Don't try to help unless you know what you're talking about
I am so tired of the people who claim to be on my side misstating the debate.
There is an article in Inside Higher Ed by Gerald Graff that starts out all right—he's saying that the Intelligent Design creationists have hijacked the phrase "teach the controversy" and are using it inappropriately—but then he goes on to screw it up.
…there seems to me a certain failure of nerve here on the part of the Left. After all, if evolution and intelligent design were debated in academic courses, the religious Right would have the same risk of losing as the liberal secularists — maybe greater risk, if Hitchens is correct. In any case, it’s not clear that one wins a battle of beliefs by hunkering down, circling the wagons, and refusing to engage the other side. And if the Right has more money and media clout with which to shape such a debate, that may be all the more reason to enter the debate: if you don’t have money and media clout, arguments are your best bet.
We aren't "afraid" of creationism. We are not worried about discussing the subject in the classroom.
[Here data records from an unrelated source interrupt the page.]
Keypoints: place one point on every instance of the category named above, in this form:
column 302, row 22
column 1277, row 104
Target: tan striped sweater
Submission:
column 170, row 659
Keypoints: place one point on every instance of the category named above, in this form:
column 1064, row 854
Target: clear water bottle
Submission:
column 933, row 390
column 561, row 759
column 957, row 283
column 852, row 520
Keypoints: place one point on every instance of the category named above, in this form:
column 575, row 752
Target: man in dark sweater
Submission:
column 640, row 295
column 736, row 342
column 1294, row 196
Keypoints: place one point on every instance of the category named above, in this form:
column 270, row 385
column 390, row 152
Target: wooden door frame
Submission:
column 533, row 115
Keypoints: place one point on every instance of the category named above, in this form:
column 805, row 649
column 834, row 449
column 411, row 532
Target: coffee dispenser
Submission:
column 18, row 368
We are also not trying to legislate that Intelligent Design not be taught; no one is suggesting that teachers should be penalized for mentioning Dembski or Paley or Gish in the classroom. We don't advocate that teachers should "act as if their students’ doubts about evolution don’t exist"—they should discuss these things. I am going to be giving a lecture on ID and creationism in our introductory biology course this semester. Can we please get it straight? It is infuriating to see the media and our so-called allies failing to grasp this fundamental point.
This is about standards. What do we consider important for students to come out of the classroom knowing at the end of their school years? What are the valuable concepts in biology that a well-educated person should understand? It is not about pedagogy. If teachers want to use creationism as an example to illustrate concepts (I would hope as a bad example!), more power to 'em. Go for it.
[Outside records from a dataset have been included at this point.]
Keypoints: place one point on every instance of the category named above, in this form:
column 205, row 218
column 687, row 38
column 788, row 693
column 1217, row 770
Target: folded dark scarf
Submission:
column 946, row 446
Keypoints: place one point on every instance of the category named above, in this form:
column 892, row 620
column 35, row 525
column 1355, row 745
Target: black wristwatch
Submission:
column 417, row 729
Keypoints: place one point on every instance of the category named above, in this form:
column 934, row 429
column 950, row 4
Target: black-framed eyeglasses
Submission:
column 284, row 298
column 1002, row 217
Look, if a teacher finds that dressing up as a clown is a useful strategy for getting students to learn about evolution, I'm not going to argue about it. The issue is whether we want to specify in our standards that all students should graduate knowing how to tap dance in clown shoes.
We don't. The creationists do. It's that simple.
EvolutionBlog confronts a similarly ill-founded suggestion from a political scientist. Hey, people over there in that other culture, could you please try to get your stories straight before trying to help us? It's like watching Emily Litella rushing to our aid.


As usual, the so-called helping hand strikes again (and again). Help is hard (apparently).
Whenever someone says "I'm on your side on this evolution thing" our crap detectors should go into high gear.
Please stop helping. Instead go to the library and read a book on evolution or go through the journals on evolutionary biology or take a professor of evolutionary biology to lunch and ask for some help in understanding evolution and in this case what standards-based education means. Or admit the limits of what is understood. I don't mean to exclude taking a high school biology teacher to lunch either, one committed to standards-based education and committed to teaching evolutionary biology in her/his biology course. I can think of several here and can't forget those incredible teachers at Dover.
And what is so stunning is that there is not a lot to get straight: teach science in science class.
And PZ, was the squid news exciting, nearly unbelievable. What an elusive beast it is. Thanks for the URL to the paper. Another reason to love Darwin's tangled bank (and vasty deeps).